A new member of α1-adrenoceptor-coupled Gαh (transglutaminase II) family in pig heart: Purification and characterization

Abstract

We previously reported an identification of a 77-kDa GTP-binding protein that co-purified with the α1-adrenoceptor following ternary complex formation. In the present paper, we report on the purification and characterization of this GTP-binding protein (termed Gαh5) isolated from pig heart membranes. After solubilization of pig heart membranes with NaCl, Gαh5 was purified by sequential chromatographies using DEAE-Cellulose, Q-Sepharose, and GTP-agarose columns. The protein displayed high-affinity GTPγS binding which is Mg2+-dependent and saturable. The relative order of affinity of nucleotide binding by Gαh5 was GTP> GDP > ITP ≫ ATP ≥ adenyl-5′-yl imidodiphosphate, which was similar to that observed for other heterotrimeric G-proteins involved in receptor signaling.
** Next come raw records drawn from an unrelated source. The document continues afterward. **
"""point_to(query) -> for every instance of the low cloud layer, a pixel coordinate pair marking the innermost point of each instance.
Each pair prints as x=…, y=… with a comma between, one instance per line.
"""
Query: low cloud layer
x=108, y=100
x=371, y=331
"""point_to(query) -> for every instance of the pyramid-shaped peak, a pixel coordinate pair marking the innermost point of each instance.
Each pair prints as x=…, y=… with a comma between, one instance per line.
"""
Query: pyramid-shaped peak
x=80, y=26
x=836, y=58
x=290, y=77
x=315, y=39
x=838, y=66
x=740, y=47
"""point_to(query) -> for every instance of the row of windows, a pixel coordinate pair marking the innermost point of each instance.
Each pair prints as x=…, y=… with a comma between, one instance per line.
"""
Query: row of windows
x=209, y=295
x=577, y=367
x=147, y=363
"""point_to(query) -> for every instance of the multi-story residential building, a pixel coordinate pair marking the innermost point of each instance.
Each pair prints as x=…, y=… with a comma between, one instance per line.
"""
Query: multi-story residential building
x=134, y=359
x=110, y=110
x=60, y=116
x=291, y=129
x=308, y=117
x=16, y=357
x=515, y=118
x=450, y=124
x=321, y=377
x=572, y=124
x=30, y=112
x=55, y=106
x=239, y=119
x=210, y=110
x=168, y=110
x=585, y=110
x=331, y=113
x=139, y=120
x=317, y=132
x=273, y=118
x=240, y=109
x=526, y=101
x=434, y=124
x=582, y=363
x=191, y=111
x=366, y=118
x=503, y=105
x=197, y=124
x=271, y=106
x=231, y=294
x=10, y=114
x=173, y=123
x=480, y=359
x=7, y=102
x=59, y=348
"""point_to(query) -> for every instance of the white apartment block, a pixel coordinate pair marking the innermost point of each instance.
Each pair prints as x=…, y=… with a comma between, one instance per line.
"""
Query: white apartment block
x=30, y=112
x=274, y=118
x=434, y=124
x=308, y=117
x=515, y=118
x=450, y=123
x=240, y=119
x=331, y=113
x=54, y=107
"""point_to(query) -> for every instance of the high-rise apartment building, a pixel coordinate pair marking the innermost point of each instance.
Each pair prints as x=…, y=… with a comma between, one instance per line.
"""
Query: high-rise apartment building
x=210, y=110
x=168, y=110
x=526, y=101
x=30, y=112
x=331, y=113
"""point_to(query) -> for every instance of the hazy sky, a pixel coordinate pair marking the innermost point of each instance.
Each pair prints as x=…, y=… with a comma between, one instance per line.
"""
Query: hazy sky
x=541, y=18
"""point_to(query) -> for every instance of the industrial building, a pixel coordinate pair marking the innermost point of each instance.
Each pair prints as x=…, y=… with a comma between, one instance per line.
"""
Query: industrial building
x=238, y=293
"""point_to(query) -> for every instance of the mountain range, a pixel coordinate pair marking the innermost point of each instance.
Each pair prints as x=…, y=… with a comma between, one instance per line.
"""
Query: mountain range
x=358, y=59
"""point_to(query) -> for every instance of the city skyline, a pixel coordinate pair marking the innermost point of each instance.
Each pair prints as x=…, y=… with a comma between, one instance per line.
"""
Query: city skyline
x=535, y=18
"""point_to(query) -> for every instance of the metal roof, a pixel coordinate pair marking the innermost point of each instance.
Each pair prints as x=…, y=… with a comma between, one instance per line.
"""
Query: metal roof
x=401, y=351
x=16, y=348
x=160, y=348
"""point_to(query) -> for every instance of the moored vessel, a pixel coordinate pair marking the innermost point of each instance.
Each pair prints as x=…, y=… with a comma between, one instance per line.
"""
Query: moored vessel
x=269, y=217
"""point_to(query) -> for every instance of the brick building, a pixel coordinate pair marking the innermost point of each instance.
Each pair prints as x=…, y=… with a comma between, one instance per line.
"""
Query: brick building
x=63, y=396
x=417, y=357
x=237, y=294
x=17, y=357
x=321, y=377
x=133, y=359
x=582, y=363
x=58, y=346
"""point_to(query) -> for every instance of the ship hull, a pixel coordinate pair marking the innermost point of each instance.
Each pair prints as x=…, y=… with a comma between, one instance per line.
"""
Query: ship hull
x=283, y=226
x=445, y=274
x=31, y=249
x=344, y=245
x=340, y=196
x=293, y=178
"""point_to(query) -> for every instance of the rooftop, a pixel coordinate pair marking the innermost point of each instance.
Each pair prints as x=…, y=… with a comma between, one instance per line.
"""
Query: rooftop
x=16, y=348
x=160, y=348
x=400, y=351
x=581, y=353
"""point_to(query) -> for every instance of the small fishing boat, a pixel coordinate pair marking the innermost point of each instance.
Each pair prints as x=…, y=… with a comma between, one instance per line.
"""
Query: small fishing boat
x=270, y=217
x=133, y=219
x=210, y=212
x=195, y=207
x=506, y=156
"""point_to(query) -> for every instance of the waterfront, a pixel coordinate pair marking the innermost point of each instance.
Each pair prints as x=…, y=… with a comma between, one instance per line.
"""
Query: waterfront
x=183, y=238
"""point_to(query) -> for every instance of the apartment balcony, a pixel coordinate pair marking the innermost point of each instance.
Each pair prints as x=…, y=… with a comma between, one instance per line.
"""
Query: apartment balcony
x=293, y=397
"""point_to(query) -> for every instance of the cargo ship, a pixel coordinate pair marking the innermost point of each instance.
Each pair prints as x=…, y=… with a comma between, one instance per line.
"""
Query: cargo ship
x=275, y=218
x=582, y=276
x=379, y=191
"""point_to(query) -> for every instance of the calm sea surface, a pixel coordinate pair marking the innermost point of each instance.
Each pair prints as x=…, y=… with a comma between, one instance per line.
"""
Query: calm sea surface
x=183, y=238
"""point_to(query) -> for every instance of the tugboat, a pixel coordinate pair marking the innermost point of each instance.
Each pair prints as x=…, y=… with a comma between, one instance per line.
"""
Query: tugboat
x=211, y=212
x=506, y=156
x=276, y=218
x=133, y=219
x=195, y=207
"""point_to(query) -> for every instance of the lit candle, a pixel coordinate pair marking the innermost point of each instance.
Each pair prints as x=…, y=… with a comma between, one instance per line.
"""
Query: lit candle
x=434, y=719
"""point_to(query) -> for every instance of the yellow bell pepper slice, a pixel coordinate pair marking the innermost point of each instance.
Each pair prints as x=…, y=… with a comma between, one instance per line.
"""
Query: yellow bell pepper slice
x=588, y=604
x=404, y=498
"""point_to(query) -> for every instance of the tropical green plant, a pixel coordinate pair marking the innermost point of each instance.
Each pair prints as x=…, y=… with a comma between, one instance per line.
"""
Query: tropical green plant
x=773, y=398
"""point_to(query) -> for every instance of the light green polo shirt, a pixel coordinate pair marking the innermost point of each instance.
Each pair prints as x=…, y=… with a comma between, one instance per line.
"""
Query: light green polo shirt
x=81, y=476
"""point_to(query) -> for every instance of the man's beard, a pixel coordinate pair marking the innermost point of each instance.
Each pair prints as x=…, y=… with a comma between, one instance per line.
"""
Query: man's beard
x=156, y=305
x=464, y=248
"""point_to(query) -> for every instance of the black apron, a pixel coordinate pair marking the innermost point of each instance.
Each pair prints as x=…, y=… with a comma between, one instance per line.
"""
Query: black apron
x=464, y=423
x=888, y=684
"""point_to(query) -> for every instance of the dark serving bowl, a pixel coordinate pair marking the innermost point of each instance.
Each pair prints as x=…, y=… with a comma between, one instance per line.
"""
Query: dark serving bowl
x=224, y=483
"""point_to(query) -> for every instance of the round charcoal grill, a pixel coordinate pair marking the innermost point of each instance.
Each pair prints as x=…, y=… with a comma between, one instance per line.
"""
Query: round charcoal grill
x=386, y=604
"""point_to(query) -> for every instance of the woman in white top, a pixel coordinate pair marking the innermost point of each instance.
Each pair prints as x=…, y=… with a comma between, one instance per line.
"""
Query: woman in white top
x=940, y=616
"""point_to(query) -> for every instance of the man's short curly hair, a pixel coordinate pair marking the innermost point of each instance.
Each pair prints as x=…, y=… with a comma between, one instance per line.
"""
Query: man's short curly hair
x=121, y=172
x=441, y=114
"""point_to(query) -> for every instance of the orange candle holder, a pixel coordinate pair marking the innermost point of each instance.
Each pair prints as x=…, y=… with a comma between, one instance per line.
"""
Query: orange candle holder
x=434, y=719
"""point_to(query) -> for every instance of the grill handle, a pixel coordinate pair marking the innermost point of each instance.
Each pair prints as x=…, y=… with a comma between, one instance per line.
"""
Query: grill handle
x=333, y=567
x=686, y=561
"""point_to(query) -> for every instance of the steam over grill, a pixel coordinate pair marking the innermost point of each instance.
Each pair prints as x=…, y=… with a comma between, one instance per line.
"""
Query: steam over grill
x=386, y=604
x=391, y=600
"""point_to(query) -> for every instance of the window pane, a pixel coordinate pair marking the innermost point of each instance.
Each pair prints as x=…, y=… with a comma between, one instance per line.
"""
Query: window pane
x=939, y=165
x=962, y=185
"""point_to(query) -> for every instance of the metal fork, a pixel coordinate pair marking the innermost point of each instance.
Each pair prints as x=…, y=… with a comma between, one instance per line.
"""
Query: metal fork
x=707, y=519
Moreover, the Gαh5 demonstrated transglutaminase (TGase) activity that was blocked either by EGTA or GTPγS. In support of these observations, the Gαh5 was recognized by a specific antibody to Gαh7 or TGase II, indicating a homology with Gαh (TGase II) family. These results demonstrate that 77-kDa Gαh5 from pig heart is an α1-adrenoceptor-coupled Gαh (TGase II) family which has species-specificity in molecular mass.